The stock offering is being used to raise capital for investments already made and new investments, taking advantage of the positive environment in the senior housing and medical office building markets, according to Jeff Miller, executive vice president of operations at Health Care REIT.
The company believes that premier senior housing operators and health care systems choose to develop long-term business partnerships with Health Care REIT because of its reputation as a trusted capital partner with unique and sophisticated structures that meet the operators’ capital and operational needs.
Health Care REIT’s capital programs, combined with its comprehensive planning, development and property management services, make it a single-source solution for acquiring and developing real estate assets that include senior living communities, medical office buildings, inpatient and outpatient medical centers, and life science facilities.
All amounts reported by the company are estimates that are subject to change.
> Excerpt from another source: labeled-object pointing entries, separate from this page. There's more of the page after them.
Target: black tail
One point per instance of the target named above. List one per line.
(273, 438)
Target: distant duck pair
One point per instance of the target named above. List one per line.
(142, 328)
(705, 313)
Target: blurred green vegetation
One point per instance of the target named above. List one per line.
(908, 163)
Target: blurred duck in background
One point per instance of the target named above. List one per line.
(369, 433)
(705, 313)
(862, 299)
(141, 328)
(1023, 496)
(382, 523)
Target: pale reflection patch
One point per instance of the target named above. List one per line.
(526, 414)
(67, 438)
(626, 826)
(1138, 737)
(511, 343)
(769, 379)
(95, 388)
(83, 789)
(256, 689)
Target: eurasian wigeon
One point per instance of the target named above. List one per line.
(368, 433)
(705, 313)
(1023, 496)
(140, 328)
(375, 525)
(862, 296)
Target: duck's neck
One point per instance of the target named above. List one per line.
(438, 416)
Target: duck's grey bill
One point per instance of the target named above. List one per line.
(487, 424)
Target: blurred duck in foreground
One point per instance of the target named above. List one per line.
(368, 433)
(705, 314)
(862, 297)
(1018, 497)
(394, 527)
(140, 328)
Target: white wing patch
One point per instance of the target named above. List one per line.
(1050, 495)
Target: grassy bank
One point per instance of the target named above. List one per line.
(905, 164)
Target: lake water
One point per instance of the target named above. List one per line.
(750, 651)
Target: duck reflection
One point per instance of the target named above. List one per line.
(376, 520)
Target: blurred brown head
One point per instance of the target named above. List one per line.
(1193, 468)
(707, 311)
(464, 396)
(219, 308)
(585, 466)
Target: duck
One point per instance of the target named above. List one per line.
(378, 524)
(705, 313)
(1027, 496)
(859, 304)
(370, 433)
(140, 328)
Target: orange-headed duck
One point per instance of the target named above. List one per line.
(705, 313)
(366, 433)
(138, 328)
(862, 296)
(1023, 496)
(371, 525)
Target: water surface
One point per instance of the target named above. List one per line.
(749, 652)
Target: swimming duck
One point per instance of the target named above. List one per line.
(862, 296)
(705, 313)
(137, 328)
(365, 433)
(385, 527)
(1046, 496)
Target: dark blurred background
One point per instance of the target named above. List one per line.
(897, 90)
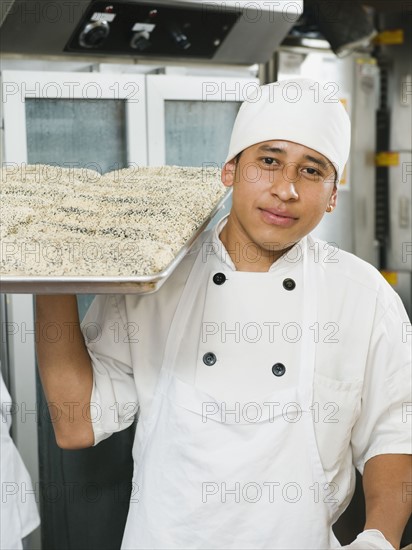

The company’s anticipated acquisitions are in various stages of development and some or all transactions may not be completed on currently anticipated terms or within expected time frames, or at all.
On Aug. 6, the company announced operating results for its second quarter ending June 30, 2012. As previously announced, the board of directors declared a cash dividend of 74 cents per share for the quarter, compared to 71.5 cents per share for the same period in 2011, representing a 3.5 percent increase.
The cash dividend, scheduled to be paid Aug. 20, will be the company’s 165th consecutive quarterly dividend payment.
During the recent recession, the company generated one-year and five-year cumulative total returns of 21.1 percent and 71.3 percent, respectively. During the past 41 years, its investment strategy has generated a 16 percent average annual return for its shareholders, according to its 2011 annual report.
Health Care REIT Inc., a Standard & Poors 500 company with headquarters in Toledo, is a real estate investment trust that invests across the full spectrum of senior housing and health care real estate. The company’s diversified $15.8 billion portfolio consisted of 1,010 properties in 46 states and Canada, according to its website.
The company relocated its home offices into in the former headquarters of Dana Corp. at 4500 Dorr St. in September 2010. At that time, it employed about 95 people, Miller said.
He reported that the company has added positions as its portfolio has grown. It now employs a total of 365 employees across the country with about 140 of them based in Toledo.
The Senior Living Group and Medical Facilities Group are located in Toledo.
The firm’s Management Services Group is based in Jupiter, Fla. The company operates regional offices in Atlanta, Dallas, Phoenix, Minneapolis, Newport Beach, Calif., and Brentwood, Tenn.